General practitioners in France are planning another industrial action that will see doctors' offices closed as they call for better investment in community healthcare.

French doctors to stage more strikes in February

Primary care doctors in France announced plans to strike again in February, after walkouts in December and over the Christmas-New Year holidays in early January.

The strike will take place on Tuesday, February 14th, and it comes just a few weeks ahead of the end-of-February deadline where France’s social security apparatus, Assurance Maladie, must reach an agreement to a structure for fees for GPs for the next five years.

Hospital doctors in France are largely barred from striking, but community healthcare workers such as GPs are self-employed and therefore can walk out. 

Their walk-out comes amid mass strike actions in February over the French government’s proposed pension reform. You can find updated information on pensions strikes HERE.

Previous industrial action led to widespread closures of primary care medical offices across the country. In December, strike action saw between 50 to 70 percent of doctor’s surgeries closed.

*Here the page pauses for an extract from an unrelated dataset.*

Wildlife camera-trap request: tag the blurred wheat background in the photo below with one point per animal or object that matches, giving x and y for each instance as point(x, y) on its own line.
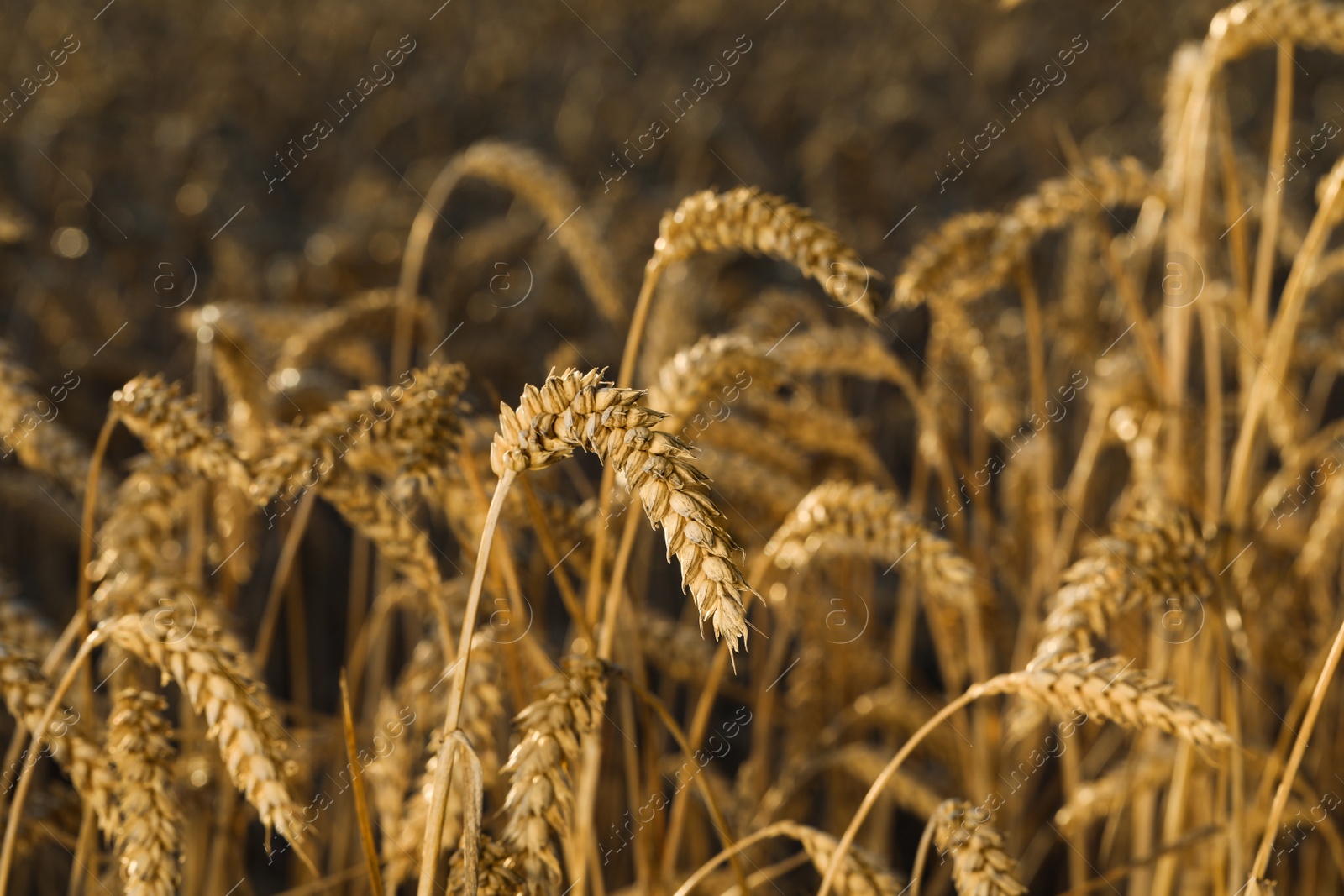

READ MORE: Urgent care: How to access non-emergency medical care in France

New concerns among GPs

According to reporting by La Depeche, in the upcoming strike in February primary care doctors will also be walking out over a new fear – the possibility of compulsory ‘on-call’ hours.

Currently, French GPs take on-call hours on a voluntary basis. Obligatory on-call time for primary care doctors was scrapped in the early 2000s after GPs mobilised against the requirement.

However, representatives from the Hospital Federation have called for it to be reinstated in order to help relieve emergency services.

Additionally, GPs are calling for Saturday shifts to considered as part of their standard working week, in order to allow for a two-day weekend.

Striking primary care doctors are more broadly calling for actions by the government and Assurance Maladie to help make the field more appealing to younger physicians entering the profession, as the country faces more medical deserts, and for working conditions to be improved.

Those walking out hope to see administrative procedures to be simplified and for the basic consultation fee – typically capped to €25 – to be doubled to €50.

In France patients pay the doctor upfront for a visit, and then a portion of the fee is reimbursed by the government via the carte vitale health card.